Weekend Getaways

Museum of Broken Relationships Opens Second Location in Los Angeles

Museums usually get a bad rep as being a haven for boring, intellectually snobby types. Or for being a temporary prison for people and teens mandated to be there. You might get museum tickets as part of a vacation package deal. You want to kill some time or give children something to do. The museum may act as a rendezvous point for a meeting with someone else. Or maybe you visit a museum because of the requirements associated with a class or organizational visit. A lot of people see a museum as a repository for antiques and artifacts that no one cares about. You may find yourself going to a museum for a number of reasons. The plain truth is that, while there are a lot of museum-goers who truly enjoy the experience, most people go to a museum for a multitude of reasons that don’t really include wanting to enjoy a museum visit.

The Museum

Well, there are 2 artists from Croatia who are determined to change the personal experience of a museum visit for everyone. Olinka Visitica and Drazen Grubisic are collaborative artists and a former couple from Croatia who is determined to revolutionize the museum experience. Borne in the ruins of the couple’s own failed relationship, the Museum of Broken Relationships started out as a traveling exhibition show in Zagreb, Croatia in 2006. The first Museum of Broken Relationships was opened in Zagreb in 2006 and the second location recently opened in Los Angeles, California. Breakups and divorces can be messy, emotionally taxing and can involve everyone friendly or related to the failed couple.

The Thought Behind

They want the museum experience to become more interactive, interesting, introspective and self-initiating on the part of the museum-goer in terms of perpetuating creativity. So they created the Museum of Broken Relationships as a way to get more people involved and interested in museums and to help people creatively process emotional pain. After all, we all know that true art is created in the tumult and emotional fires of pain, loss, and love. Vincent Van Gogh is thought to have infamously cut off his own ear or earlobe while in a negative emotional state that may have centered on failed love.

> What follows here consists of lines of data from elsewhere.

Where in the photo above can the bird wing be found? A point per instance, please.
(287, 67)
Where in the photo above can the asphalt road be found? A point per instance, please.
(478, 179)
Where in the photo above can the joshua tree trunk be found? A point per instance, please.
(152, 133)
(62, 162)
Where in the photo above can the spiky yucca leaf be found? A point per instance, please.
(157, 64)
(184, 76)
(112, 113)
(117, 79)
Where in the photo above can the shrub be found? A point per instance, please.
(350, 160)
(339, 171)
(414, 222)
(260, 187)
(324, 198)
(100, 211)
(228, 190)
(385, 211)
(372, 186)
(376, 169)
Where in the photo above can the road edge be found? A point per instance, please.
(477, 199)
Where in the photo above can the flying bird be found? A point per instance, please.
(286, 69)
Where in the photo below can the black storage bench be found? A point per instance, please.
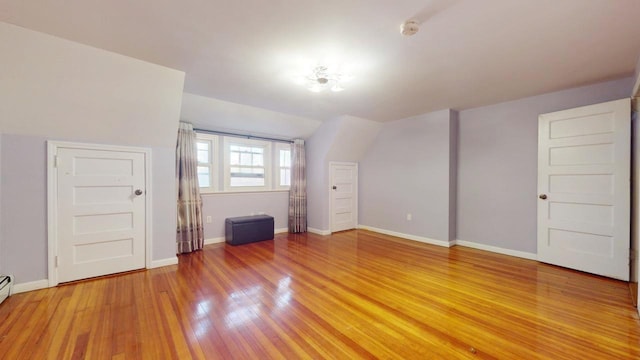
(248, 229)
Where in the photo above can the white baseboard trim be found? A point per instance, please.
(30, 286)
(499, 250)
(318, 231)
(222, 239)
(163, 262)
(408, 237)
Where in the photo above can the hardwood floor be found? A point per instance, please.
(355, 294)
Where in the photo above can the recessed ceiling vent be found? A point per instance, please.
(410, 27)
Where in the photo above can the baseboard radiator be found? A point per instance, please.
(6, 284)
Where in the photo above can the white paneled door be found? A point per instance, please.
(344, 196)
(100, 212)
(584, 188)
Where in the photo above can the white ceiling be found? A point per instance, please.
(467, 53)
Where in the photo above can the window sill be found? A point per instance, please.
(209, 192)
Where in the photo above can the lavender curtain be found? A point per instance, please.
(190, 231)
(298, 190)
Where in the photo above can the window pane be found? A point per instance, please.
(204, 178)
(285, 158)
(203, 156)
(234, 158)
(247, 180)
(258, 160)
(245, 159)
(285, 177)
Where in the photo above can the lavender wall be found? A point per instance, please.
(223, 205)
(497, 164)
(408, 170)
(24, 207)
(346, 138)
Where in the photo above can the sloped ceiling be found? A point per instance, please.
(467, 53)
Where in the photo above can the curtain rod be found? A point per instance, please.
(241, 135)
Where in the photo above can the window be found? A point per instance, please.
(243, 164)
(283, 152)
(207, 146)
(246, 166)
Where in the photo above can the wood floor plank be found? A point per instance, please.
(354, 294)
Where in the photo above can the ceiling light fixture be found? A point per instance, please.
(321, 79)
(409, 28)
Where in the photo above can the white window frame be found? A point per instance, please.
(213, 161)
(277, 168)
(267, 145)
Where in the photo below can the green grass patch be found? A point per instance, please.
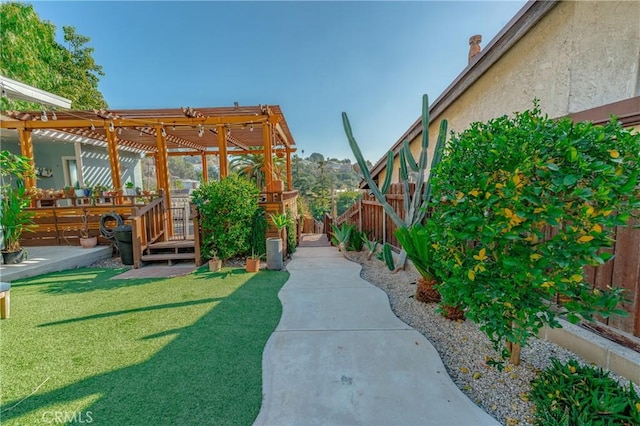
(183, 350)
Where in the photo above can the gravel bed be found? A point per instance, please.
(463, 348)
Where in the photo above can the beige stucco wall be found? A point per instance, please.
(581, 55)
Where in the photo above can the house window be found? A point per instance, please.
(70, 169)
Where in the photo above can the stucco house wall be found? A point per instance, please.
(95, 163)
(579, 55)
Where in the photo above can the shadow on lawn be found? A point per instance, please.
(211, 373)
(130, 311)
(88, 279)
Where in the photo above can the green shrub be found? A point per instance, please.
(499, 187)
(227, 208)
(356, 240)
(572, 394)
(340, 235)
(258, 235)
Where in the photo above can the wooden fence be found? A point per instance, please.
(621, 271)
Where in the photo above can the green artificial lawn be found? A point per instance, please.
(180, 351)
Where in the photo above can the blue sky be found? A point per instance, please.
(373, 60)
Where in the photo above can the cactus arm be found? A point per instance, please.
(410, 160)
(437, 156)
(388, 256)
(404, 172)
(425, 132)
(387, 178)
(367, 174)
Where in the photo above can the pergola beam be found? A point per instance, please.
(26, 149)
(222, 150)
(133, 122)
(114, 161)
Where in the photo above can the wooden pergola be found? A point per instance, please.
(222, 131)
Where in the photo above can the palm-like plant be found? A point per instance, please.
(251, 166)
(14, 218)
(417, 242)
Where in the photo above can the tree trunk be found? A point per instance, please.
(425, 291)
(514, 351)
(402, 261)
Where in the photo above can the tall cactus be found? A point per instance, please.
(414, 205)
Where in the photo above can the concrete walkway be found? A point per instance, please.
(42, 260)
(339, 355)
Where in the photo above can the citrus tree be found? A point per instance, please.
(523, 203)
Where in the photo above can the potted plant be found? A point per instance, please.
(85, 240)
(280, 221)
(15, 218)
(78, 191)
(253, 263)
(129, 188)
(215, 263)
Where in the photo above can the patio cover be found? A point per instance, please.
(219, 131)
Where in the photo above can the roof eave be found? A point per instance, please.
(526, 18)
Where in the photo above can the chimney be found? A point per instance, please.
(474, 46)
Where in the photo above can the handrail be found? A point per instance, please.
(148, 225)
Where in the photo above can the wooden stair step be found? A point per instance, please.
(167, 256)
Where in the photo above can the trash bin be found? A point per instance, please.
(274, 254)
(124, 239)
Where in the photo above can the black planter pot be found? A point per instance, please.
(13, 257)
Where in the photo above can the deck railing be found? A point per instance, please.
(148, 225)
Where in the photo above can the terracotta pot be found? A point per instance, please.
(426, 292)
(89, 242)
(253, 265)
(452, 313)
(215, 265)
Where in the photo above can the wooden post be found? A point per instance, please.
(26, 149)
(268, 156)
(205, 170)
(162, 168)
(289, 180)
(114, 161)
(222, 149)
(159, 178)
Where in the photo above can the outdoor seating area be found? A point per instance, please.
(68, 216)
(459, 245)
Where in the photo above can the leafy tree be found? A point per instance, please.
(347, 199)
(316, 157)
(227, 211)
(181, 168)
(500, 186)
(251, 166)
(31, 55)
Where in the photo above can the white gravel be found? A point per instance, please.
(463, 348)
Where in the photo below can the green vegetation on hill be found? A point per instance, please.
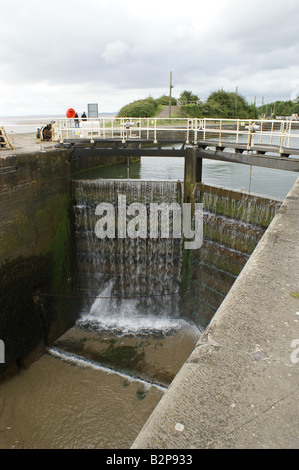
(279, 108)
(220, 104)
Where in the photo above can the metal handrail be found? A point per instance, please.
(279, 133)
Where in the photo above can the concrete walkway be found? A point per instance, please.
(240, 386)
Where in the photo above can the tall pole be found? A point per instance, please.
(170, 88)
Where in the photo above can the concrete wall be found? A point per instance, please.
(239, 387)
(35, 246)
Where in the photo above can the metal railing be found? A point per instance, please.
(252, 133)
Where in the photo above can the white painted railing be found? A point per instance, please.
(252, 133)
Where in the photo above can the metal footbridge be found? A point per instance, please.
(271, 144)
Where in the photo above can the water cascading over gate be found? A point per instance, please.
(127, 285)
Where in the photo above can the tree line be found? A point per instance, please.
(220, 104)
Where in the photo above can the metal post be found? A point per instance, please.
(220, 130)
(250, 179)
(249, 135)
(170, 88)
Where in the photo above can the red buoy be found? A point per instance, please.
(70, 113)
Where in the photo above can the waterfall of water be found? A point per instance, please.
(134, 280)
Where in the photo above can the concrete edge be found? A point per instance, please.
(239, 387)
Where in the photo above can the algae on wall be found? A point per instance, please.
(35, 254)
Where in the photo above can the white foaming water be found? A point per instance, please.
(125, 316)
(82, 362)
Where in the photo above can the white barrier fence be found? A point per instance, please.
(282, 134)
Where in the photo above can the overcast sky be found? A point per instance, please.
(68, 53)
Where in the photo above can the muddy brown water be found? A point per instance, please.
(69, 401)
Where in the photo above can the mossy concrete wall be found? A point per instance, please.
(35, 247)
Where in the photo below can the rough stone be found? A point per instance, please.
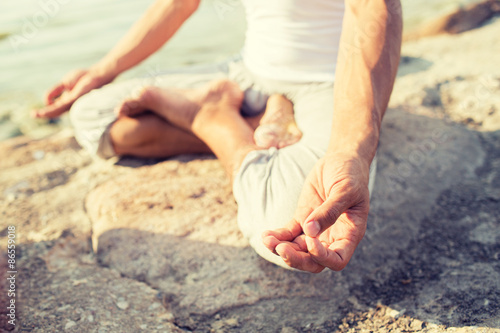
(149, 245)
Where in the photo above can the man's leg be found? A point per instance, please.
(211, 113)
(102, 133)
(148, 135)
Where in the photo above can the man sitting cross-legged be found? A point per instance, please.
(303, 205)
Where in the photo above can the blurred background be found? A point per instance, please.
(42, 40)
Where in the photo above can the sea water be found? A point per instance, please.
(42, 40)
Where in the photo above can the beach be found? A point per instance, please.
(41, 41)
(152, 245)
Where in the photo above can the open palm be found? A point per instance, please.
(330, 219)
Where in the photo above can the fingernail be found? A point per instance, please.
(312, 228)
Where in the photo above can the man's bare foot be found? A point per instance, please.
(181, 107)
(277, 127)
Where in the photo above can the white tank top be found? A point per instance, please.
(293, 40)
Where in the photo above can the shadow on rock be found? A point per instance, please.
(429, 257)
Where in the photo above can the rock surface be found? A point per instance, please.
(147, 245)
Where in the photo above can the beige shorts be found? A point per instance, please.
(269, 182)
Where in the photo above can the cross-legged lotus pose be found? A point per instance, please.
(303, 195)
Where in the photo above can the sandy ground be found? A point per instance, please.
(147, 245)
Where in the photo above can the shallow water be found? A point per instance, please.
(41, 40)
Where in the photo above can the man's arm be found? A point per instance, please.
(147, 35)
(332, 211)
(366, 69)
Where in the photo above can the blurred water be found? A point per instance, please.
(41, 40)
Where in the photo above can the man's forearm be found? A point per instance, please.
(366, 69)
(146, 36)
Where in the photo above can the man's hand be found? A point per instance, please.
(330, 219)
(74, 85)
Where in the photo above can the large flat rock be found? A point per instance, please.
(169, 257)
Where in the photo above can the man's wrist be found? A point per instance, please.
(361, 146)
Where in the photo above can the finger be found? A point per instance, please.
(53, 93)
(130, 107)
(298, 259)
(327, 214)
(52, 111)
(335, 257)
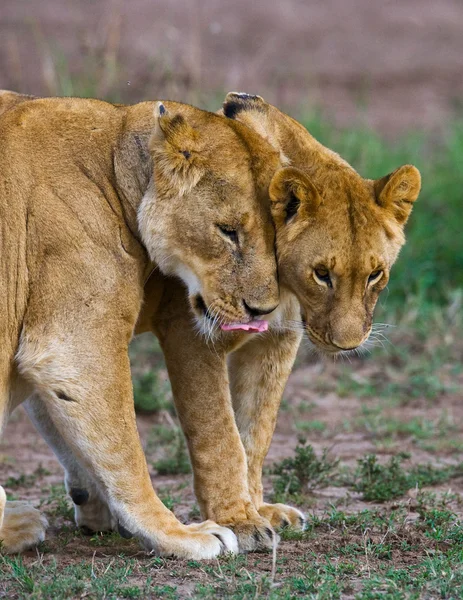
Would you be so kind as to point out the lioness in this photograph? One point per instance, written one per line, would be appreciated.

Notable Exhibitions and Social Work

The first exhibition items in the Zagreb opening of the Museum of Broken Relationships in 2006 featured items and personal effects related to breakups donated from Visitica, Grubisic, their friends, families and their network of artistic collaborators. Items displayed in that show ranged from sneakers, shoes, dead roses, articles of clothing, an airsick bag, fuzzy handcuffs, a gifted toaster that was stolen back from a lover, and other emotionally resonant objects. All of the museum's exhibits come from the public via donation through the museum’s website. If you wanted to donate an item to the Museum of Broken Relationships, you would first fill out some online information. You can only donate anonymously, as no names are attached to the exhibits. You would have to give the exhibit a title, tell how long you were in the failed relationship, where the relationship occurred and write a full description of the donated item as well as its significance and bearing on the failed relationship. No donations or submissions with racist, defamatory, derogatory, discriminatory or sexist messages will be accepted. If your submission is accepted, you will get directions on how to proceed. The Museum of Broken Relationships has traveling exhibitions that go all over the world. So keep in mind that while your donation may join the collection only a select number of items are actually displayed in an exhibition.

Awards and Recognition

The Museum of Broken Relationships was awarded the Kenneth Hudson award for being the “Most Innovative Museum in Europe,” at the European Museum of The Year awards gala in 2011. The couple’s stated goal in opening the museum is to give people, “a chance to overcome an emotional collapse through creation.” The couple wants to revolutionize the museum experience by having museum-goers internally examine the emotional ruin and the uncontrollable coveting of sentimental objects that arise in the aftermath of a breakup or divorce. And to ultimately find peace from the experience and to further add to the exhibit in kind, if possible.

Wrapping Up

After all, we usually go to a museum to see an artwork that was probably created by an artist while in the throes of some kind of emotional pain. Art and pain are connected in life. We see that connection in museums and the couple wants the public to reinsert themselves into that connection. Especially in an age when going to the museum is seen as uncool, boring or something to endure. You can donate your items to the museum so that the chain of cathartic and emotional creativity between public and artist can continue forward. Who knows? Someday someone going through a difficult breakup of their own may find a moment of peace and solace examining your own donation in the Museum of Broken Relationships.